Memory requirement is larger for architectures using scratch buffers

VikramDattu · March 11, 2022, 11:34am

With EON compiled cpp SDK, if you compile it for CMSIS-NN, one can easily see that scratch buffers are allocated and used without efficiency and hence there are separate allocations of scratch buffers for all nodes.
Whereas, original tflite micro reuses regions of Arena for all node requirements for scratch buffers.
Any plans or workarounds for this?

janjongboom · March 12, 2022, 12:21pm

Hi @VikramDattu what do you mean exactly? We calculate the arena size to include all CMSIS-NN scratch buffers both in EON/TFLite operations. There’s indeed some code in the EON compiled model to handle overflows as we cannot always know the required size of arena (e.g. when using ARC kernels) but for CMSIS-NN they should be correct.

VikramDattu · March 15, 2022, 5:14am

Hi @janjongboom this is the function in compiled model allocating/assigning scratch memory:

static TfLiteStatus RequestScratchBufferInArena(struct TfLiteContext* ctx, size_t bytes,
                                                int* buffer_idx) {
  scratch_buffer_t b;
  b.bytes = bytes;

  b.ptr = AllocatePersistentBuffer(ctx, b.bytes);
  if (!b.ptr) {
    return kTfLiteError;
  }

  scratch_buffers.push_back(b);

  *buffer_idx = scratch_buffers.size() - 1;

  return kTfLiteOk;
}

It allocates each scratch buffer separately. Whereas, original tflite optimizes this to reuse scratch buffer area across different nodes.

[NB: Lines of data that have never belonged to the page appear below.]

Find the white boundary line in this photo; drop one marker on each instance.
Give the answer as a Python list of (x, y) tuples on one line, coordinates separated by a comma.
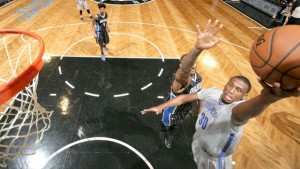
[(98, 139), (125, 4), (156, 25), (69, 84), (121, 95), (91, 94), (145, 87)]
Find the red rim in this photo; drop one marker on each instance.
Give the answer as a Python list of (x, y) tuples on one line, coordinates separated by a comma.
[(17, 84)]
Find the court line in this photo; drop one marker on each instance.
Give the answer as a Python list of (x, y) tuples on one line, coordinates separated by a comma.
[(145, 87), (126, 4), (141, 23), (118, 33), (121, 95), (99, 139)]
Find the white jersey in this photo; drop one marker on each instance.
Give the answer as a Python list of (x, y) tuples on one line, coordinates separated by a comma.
[(81, 4), (214, 126)]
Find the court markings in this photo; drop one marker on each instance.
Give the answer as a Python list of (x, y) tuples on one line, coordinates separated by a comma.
[(98, 139)]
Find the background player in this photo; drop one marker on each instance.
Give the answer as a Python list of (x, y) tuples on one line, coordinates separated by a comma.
[(187, 80), (82, 4), (100, 29)]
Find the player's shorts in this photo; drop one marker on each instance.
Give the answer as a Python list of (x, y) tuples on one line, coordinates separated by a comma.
[(103, 38), (81, 4), (205, 160)]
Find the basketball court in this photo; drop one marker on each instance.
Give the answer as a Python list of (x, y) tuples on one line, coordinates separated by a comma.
[(95, 106)]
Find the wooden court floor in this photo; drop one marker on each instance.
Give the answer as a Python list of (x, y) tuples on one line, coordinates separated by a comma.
[(166, 28)]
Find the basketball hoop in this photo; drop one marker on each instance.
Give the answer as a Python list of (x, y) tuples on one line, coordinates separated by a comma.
[(22, 120)]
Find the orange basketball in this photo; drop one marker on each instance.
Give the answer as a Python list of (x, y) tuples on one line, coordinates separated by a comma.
[(275, 56)]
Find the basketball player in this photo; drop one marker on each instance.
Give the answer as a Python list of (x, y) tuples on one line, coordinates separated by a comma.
[(186, 80), (219, 125), (100, 29), (82, 4)]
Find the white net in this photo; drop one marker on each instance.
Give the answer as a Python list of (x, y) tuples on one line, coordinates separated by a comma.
[(22, 119)]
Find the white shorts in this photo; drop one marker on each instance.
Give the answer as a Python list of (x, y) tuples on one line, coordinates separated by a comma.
[(203, 160), (81, 4)]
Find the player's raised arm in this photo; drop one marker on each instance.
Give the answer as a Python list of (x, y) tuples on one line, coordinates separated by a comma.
[(255, 106), (205, 40), (93, 26), (173, 102)]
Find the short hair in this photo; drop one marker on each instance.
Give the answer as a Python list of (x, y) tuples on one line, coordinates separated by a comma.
[(245, 80), (101, 5)]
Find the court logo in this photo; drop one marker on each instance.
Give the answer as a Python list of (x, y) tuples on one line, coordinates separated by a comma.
[(123, 2)]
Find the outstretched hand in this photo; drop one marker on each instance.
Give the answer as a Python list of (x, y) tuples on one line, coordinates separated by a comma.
[(275, 92), (157, 110), (206, 39)]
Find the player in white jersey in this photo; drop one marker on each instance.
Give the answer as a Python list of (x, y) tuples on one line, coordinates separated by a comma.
[(219, 125), (82, 4), (100, 29)]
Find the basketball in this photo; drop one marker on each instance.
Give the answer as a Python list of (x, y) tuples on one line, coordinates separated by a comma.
[(275, 56)]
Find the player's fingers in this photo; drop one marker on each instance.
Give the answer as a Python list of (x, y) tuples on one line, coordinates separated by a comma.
[(198, 29), (295, 93), (217, 40), (206, 28)]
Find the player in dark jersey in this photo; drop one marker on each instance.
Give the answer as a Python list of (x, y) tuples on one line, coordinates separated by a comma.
[(172, 116), (187, 81), (100, 29)]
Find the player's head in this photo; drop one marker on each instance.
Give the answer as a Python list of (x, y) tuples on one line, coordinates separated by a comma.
[(236, 89), (102, 8), (182, 59)]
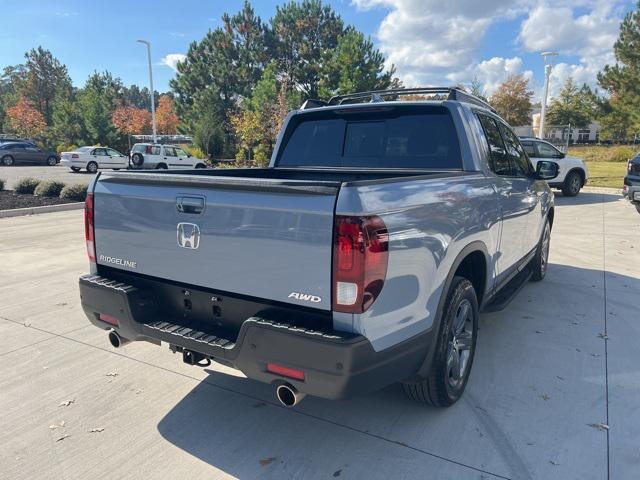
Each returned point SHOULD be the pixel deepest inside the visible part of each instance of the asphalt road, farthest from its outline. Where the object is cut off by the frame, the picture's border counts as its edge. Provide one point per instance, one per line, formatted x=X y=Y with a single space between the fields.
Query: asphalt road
x=558 y=362
x=12 y=174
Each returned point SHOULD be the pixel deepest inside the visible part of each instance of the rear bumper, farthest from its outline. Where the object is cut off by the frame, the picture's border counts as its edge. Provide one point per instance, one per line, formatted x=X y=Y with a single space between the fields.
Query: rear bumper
x=336 y=364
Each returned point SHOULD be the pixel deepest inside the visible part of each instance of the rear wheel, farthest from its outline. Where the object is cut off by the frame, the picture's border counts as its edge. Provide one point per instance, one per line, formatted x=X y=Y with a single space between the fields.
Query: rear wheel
x=572 y=184
x=455 y=349
x=539 y=262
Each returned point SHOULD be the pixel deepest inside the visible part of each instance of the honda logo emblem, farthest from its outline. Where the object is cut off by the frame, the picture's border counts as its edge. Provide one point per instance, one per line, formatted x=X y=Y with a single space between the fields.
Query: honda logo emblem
x=188 y=235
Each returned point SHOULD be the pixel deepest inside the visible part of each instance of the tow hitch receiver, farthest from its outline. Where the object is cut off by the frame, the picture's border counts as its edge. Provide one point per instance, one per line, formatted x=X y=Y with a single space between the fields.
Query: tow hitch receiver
x=195 y=358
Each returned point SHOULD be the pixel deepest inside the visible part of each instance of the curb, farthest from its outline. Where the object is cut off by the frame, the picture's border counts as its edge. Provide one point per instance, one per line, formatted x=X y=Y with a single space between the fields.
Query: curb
x=18 y=212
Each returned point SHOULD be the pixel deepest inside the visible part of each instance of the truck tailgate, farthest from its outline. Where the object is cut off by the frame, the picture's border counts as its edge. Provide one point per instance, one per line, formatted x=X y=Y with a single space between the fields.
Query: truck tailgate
x=264 y=238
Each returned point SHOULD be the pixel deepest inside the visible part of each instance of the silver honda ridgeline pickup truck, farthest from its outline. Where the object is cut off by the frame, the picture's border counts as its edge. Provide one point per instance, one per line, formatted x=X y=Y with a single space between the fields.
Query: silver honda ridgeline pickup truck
x=360 y=257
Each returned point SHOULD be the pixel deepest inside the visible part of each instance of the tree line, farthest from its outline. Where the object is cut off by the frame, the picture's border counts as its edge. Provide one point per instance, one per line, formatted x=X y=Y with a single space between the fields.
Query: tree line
x=236 y=85
x=38 y=100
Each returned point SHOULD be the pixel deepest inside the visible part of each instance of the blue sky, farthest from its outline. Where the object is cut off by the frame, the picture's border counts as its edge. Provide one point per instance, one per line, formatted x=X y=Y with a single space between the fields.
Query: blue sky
x=429 y=41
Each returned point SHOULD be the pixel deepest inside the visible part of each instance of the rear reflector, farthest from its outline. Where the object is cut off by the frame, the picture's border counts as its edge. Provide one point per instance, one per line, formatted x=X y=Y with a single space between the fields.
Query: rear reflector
x=285 y=371
x=360 y=255
x=109 y=319
x=89 y=235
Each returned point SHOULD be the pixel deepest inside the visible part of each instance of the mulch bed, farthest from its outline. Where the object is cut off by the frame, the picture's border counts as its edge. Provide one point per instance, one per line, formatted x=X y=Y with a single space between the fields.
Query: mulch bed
x=10 y=200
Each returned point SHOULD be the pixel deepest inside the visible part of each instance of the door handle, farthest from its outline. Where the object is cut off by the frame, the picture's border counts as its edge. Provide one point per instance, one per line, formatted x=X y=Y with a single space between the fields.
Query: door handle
x=193 y=205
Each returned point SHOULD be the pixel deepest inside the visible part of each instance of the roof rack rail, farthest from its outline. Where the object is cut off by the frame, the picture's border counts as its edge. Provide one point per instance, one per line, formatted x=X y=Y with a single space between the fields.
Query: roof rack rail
x=452 y=93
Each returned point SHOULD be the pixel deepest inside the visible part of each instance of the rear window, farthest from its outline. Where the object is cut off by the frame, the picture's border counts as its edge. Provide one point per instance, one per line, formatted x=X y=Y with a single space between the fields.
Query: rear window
x=391 y=138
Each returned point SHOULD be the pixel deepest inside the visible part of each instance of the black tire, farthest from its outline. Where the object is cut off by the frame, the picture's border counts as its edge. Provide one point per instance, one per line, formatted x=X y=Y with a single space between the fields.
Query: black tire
x=572 y=184
x=455 y=349
x=539 y=263
x=137 y=159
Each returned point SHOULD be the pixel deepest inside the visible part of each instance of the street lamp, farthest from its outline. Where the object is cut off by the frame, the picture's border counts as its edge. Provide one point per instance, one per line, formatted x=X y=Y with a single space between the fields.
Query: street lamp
x=153 y=102
x=549 y=58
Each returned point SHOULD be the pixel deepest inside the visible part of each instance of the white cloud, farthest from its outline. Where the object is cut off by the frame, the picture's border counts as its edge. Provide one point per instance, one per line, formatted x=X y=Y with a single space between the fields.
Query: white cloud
x=172 y=59
x=432 y=40
x=435 y=41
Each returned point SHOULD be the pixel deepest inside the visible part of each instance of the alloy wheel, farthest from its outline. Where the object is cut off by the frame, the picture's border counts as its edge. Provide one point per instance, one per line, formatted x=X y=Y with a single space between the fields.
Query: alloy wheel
x=460 y=343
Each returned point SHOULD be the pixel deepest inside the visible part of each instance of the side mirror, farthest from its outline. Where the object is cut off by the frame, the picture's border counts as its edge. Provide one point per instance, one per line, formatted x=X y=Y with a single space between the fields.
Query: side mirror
x=546 y=170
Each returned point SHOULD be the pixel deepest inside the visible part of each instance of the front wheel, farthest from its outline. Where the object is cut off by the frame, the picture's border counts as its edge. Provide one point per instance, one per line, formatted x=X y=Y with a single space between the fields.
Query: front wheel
x=455 y=349
x=541 y=259
x=572 y=184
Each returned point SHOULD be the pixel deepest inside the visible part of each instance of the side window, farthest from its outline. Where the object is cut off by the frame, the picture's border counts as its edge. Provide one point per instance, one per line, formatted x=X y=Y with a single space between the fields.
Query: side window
x=521 y=165
x=546 y=151
x=499 y=162
x=530 y=149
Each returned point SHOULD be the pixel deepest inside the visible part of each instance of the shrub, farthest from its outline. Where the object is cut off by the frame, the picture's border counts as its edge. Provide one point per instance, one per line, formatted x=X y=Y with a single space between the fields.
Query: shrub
x=196 y=152
x=49 y=188
x=26 y=185
x=74 y=192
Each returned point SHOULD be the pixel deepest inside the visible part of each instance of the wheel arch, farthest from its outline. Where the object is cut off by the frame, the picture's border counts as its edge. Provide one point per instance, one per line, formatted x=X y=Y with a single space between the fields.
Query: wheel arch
x=475 y=254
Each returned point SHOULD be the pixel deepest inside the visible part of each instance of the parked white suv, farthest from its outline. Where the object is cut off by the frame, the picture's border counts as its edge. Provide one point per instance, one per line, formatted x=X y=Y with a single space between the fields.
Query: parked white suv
x=150 y=155
x=573 y=172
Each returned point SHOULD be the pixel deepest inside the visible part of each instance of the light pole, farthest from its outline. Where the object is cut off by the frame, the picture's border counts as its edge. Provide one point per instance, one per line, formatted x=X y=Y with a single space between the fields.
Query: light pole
x=153 y=102
x=548 y=66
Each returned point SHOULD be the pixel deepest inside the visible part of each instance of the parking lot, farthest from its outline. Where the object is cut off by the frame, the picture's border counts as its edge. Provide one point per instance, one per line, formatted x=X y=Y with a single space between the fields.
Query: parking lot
x=12 y=174
x=553 y=392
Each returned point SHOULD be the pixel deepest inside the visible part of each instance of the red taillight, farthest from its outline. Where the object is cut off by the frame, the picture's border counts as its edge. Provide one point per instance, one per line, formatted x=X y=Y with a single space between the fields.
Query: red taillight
x=89 y=235
x=285 y=371
x=360 y=255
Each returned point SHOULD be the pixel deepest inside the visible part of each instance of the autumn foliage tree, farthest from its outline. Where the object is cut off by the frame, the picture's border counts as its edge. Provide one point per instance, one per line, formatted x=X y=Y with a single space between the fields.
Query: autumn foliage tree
x=25 y=120
x=166 y=118
x=131 y=120
x=512 y=100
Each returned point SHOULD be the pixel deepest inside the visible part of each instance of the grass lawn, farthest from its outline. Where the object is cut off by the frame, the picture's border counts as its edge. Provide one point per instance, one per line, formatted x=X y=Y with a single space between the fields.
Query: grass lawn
x=606 y=174
x=607 y=164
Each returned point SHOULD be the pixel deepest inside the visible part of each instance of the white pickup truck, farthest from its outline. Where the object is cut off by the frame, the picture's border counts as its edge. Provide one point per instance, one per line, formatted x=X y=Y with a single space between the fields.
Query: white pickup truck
x=152 y=155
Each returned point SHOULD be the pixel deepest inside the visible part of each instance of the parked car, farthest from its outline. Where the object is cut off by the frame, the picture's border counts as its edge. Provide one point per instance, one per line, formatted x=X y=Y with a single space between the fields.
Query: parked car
x=93 y=158
x=360 y=257
x=149 y=155
x=631 y=187
x=573 y=173
x=13 y=153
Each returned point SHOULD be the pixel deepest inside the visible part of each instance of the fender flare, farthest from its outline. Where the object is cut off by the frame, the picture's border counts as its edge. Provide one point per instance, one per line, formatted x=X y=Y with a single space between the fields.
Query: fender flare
x=474 y=246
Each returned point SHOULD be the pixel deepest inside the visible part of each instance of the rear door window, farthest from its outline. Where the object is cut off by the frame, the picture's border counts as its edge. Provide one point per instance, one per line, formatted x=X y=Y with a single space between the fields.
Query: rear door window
x=421 y=138
x=499 y=160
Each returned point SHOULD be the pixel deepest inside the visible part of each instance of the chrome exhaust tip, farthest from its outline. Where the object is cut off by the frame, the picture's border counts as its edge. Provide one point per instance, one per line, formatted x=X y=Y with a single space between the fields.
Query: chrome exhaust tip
x=288 y=395
x=116 y=340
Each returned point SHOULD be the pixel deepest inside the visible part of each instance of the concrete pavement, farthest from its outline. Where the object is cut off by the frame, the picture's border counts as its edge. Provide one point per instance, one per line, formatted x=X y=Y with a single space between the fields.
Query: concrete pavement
x=561 y=360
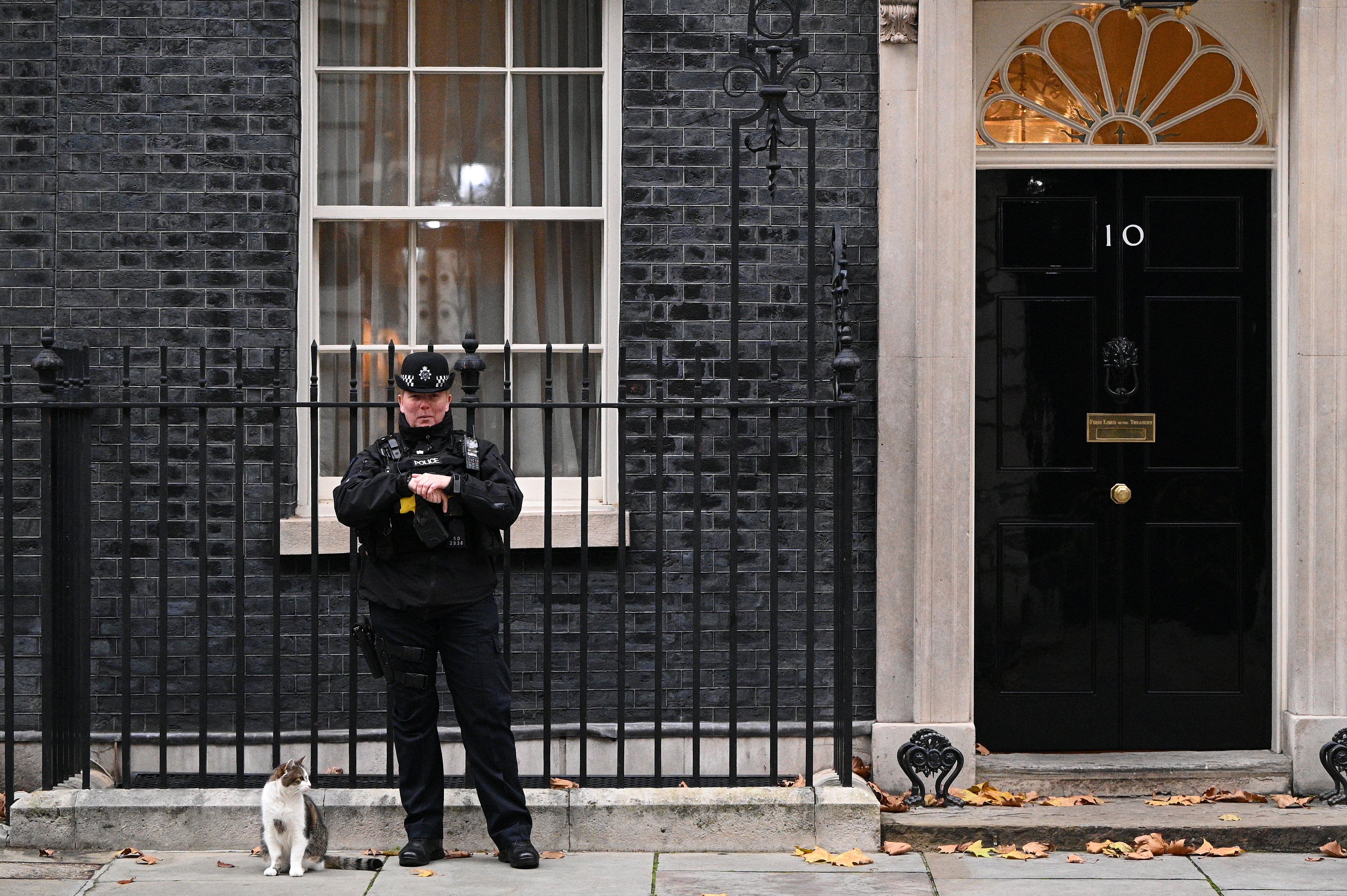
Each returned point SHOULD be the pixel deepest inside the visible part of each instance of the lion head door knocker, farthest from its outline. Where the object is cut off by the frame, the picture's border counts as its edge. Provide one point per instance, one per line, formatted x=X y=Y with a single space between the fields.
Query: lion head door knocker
x=931 y=755
x=1120 y=367
x=1333 y=756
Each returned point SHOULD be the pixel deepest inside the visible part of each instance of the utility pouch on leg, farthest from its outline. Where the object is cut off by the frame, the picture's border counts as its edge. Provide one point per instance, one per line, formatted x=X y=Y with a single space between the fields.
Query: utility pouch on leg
x=365 y=642
x=388 y=651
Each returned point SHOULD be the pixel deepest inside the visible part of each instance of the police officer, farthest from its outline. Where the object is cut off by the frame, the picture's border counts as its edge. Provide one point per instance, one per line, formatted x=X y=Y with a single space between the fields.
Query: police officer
x=429 y=504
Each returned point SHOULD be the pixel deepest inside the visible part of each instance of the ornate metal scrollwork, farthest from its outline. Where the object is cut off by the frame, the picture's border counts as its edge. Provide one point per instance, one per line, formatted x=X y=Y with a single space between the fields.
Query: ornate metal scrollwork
x=762 y=52
x=930 y=754
x=1333 y=756
x=846 y=363
x=1120 y=364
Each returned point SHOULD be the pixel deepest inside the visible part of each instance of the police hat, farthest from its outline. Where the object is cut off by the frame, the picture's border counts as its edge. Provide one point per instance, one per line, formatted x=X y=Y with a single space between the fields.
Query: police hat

This is what I did to do it:

allocated scratch buffer seperate,

static std::vector<scratch_buffer_t> scratch_buffers;

static TfLiteStatus RequestScratchBufferInArena(struct TfLiteContext* ctx, size_t bytes,
                                                int* buffer_idx) {
  if (scratch_location - bytes < scratch_boundary) {
    printf("scratch allocation failed. Requested %d but %d available\n",
           bytes, scratch_location - scratch_boundary);
    return kTfLiteError;
  }

  scratch_buffer_t b;
  b.bytes = bytes;
  scratch_location -= bytes;
  scratch_location -= ((int) scratch_location) & 0xff; // align to 16 bit boundary

  b.ptr = scratch_location;
  memset(b.ptr, 0, bytes);

  scratch_buffers.push_back(b);

  *buffer_idx = scratch_buffers.size() - 1;

  return kTfLiteOk;
}

// and I reset scratch_location before each prepare call

  for(size_t i = 0; i < 31; ++i) {
    if (registrations[nodeData[i].used_op_index].prepare) {
      scratch_location = scratch_buffer + scratchBufferSize; // reset scratch location to end
      TfLiteStatus status = registrations[nodeData[i].used_op_index].prepare(&ctx, &tflNodes[i]);
      if (status != kTfLiteOk) {
        return status;
      }
    }
  }